Issue with using sparse matrix representation for a pruned model

So, I have trained a model and pruned it using unstructured pruning, which has converted some weights to zero. But the inference time hasn’t improved much, since the 0 weights are also participating in the matrix multiplication at the inference. Since autograd doesn’t support sparse matrix calculation, I’ve retrained the pruned model with it’s dense layer and later I converted it to sparse matrix. But when I used it for evaluation it’s giving me following error:

y_preds = model(X_batch)
File “/sys_apps_01/python/python310/lib/python3.10/site-packages/torch/nn/modules/module.py”, line 1501, in _call_impl
return forward_call(*args, **kwargs)
File “/jupyterhubenc/e132293/Pruning/utils/nn_architecture.py”, line 105, in forward
out = self.fc1(x)
File “/sys_apps_01/python/python310/lib/python3.10/site-packages/torch/nn/modules/module.py”, line 1501, in _call_impl
return forward_call(*args, **kwargs)
File “/sys_apps_01/python/python310/lib/python3.10/site-packages/torch/nn/modules/linear.py”, line 114, in forward
return F.linear(input, self.weight, self.bias)
RuntimeError: addmm_sparse_dense: expected either ‘mat1’ to have sparse layout and ‘mat2’ to have strided layout, got ‘mat1’ with layout Strided and ‘mat2’ with layout Sparse

code for the same:
def evaluation( model,test_loader,device,y_test_data):

model.eval()
all_predictions = []

start_time = time.time()

with torch.no_grad():
    for X_batch in test_loader:
        X_batch = X_batch.to(device)
    
        y_preds = model(X_batch)
        
        all_predictions.append(y_preds.view(-1, 2).cpu().numpy())

end_time = time.time()
inference_time = end_time - start_time

print("Inference time:", inference_time, "seconds")

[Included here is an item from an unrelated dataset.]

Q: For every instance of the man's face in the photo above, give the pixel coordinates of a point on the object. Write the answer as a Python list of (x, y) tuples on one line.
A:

Is there any way I can fix this or I can remove the zero weights from pruned model in order to reduce the inference time/

Similar thread discussing the same.

This link shows how to actually remove the weights via structured pruning.

Hi, @Soumya_Kundu custom structured pruning will definitely reduce parameters, but is there no any way that I can do the same thing in unstructured pruning also by completely removing zero weights. Is this not achievable with sparse matrix representation?

Specifically for that, you can have a read of this: Pruning doesn't affect speed nor memory usage · Issue #36214 · pytorch/pytorch · GitHub

TLDR Code:

import torch
import torch.nn.utils.prune as prune

t = torch.randn(100, 100)
torch.save(t, 'full.pth')

p = prune.L1Unstructured(amount=0.9)
pruned = p.prune(t)
torch.save(pruned, 'pruned.pth')

sparsified = pruned.to_sparse()
torch.save(sparsified, 'sparsified.pth')

I am not sure as to how you can integrate this into an end to end pipeline.